Physical machines
GCE n1-highcpu-2 machine type
- 1x dedicated local SSD mounted under /var/lib/etcd
- 1x dedicated slow disk for the OS
- 1.8 GB memory
- 2x CPUs
etcd Cluster
3 etcd 2.2.0-rc members, each runs on a single machine.
Detailed versions:
etcd Version: 2.2.0-alpha.1+git
Git SHA: 59a5a7e
Go Version: go1.4.2
Go OS/Arch: linux/amd64
Also, we use 3 etcd 2.1.0 alpha-stage members to form cluster to get base performance. etcd’s commit head is at c7146bd5, which is the same as the one that we use in etcd 2.1 benchmark.
Testing
Bootstrap another machine and use the hey HTTP benchmark tool to send requests to each etcd member. Check the benchmark hacking guide for detailed instructions.
Performance
reading one single key
key size in bytes | number of clients | target etcd server | read QPS | 90th Percentile Latency (ms) |
---|---|---|---|---|
64 | 1 | leader only | 2804 (-5%) | 0.4 (+0%) |
64 | 64 | leader only | 17816 (+0%) | 5.7 (-6%) |
64 | 256 | leader only | 18667 (-6%) | 20.4 (+2%) |
256 | 1 | leader only | 2181 (-15%) | 0.5 (+25%) |
256 | 64 | leader only | 17435 (-7%) | 6.0 (+9%) |
256 | 256 | leader only | 18180 (-8%) | 21.3 (+3%) |
64 | 64 | all servers | 46965 (-4%) | 2.1 (+0%) |
64 | 256 | all servers | 55286 (-6%) | 7.4 (+6%) |
256 | 64 | all servers | 46603 (-6%) | 2.1 (+5%) |
256 | 256 | all servers | 55291 (-6%) | 7.3 (+4%) |
writing one single key
key size in bytes | number of clients | target etcd server | write QPS | 90th Percentile Latency (ms) |
---|---|---|---|---|
64 | 1 | leader only | 76 (+22%) | 19.4 (-15%) |
64 | 64 | leader only | 2461 (+45%) | 31.8 (-32%) |
64 | 256 | leader only | 4275 (+1%) | 69.6 (-10%) |
256 | 1 | leader only | 64 (+20%) | 16.7 (-30%) |
256 | 64 | leader only | 2385 (+30%) | 31.5 (-19%) |
256 | 256 | leader only | 4353 (-3%) | 74.0 (+9%) |
64 | 64 | all servers | 2005 (+81%) | 49.8 (-55%) |
64 | 256 | all servers | 4868 (+35%) | 81.5 (-40%) |
256 | 64 | all servers | 1925 (+72%) | 47.7 (-59%) |
256 | 256 | all servers | 4975 (+36%) | 70.3 (-36%) |
performance changes explanation
read QPS in most scenarios is decreased by 5~8%. The reason is that etcd records store metrics for each store operation. The metrics is important for monitoring and debugging, so this is acceptable.
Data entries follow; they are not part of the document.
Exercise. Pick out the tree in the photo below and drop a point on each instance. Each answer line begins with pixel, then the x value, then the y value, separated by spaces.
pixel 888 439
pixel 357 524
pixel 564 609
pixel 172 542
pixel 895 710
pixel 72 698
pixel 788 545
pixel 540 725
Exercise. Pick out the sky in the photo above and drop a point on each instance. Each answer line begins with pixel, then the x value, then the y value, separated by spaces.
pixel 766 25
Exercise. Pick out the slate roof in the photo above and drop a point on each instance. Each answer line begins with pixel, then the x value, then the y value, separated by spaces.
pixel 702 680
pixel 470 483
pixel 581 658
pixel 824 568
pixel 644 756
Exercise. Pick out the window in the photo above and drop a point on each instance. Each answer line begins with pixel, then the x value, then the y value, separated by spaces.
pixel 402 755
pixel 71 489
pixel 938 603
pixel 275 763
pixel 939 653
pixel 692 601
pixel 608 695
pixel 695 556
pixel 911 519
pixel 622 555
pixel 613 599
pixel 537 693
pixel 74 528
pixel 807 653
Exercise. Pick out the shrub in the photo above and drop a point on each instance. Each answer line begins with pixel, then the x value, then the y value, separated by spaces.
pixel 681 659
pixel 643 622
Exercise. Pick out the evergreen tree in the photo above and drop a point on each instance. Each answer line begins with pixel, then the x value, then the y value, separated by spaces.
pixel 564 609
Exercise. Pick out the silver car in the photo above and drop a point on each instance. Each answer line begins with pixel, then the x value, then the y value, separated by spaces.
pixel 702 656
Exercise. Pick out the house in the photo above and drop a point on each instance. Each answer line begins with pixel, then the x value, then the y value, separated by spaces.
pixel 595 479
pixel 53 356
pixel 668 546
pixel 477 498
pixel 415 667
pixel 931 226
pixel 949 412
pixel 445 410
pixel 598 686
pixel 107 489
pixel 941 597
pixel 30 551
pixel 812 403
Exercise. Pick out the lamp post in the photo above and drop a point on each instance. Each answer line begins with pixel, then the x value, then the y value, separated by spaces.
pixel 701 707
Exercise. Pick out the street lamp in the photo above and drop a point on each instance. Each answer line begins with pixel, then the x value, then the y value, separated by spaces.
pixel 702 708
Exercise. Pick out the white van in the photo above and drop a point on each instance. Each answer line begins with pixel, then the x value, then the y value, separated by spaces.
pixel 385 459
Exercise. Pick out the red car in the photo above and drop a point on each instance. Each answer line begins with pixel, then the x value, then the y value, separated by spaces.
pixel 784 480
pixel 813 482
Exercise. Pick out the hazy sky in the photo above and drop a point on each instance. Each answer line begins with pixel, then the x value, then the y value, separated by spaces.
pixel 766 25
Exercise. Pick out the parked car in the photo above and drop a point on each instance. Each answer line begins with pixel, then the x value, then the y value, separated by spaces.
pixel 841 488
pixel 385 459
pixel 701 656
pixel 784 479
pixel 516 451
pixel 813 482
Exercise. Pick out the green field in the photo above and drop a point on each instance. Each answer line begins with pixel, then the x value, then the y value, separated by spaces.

write QPS to leader is increased by 20~30%. This is because we decouple raft main loop and entry apply loop, which avoids them blocking each other.
write QPS to all servers is increased by 30~80% because follower could receive latest commit index earlier and commit proposals faster.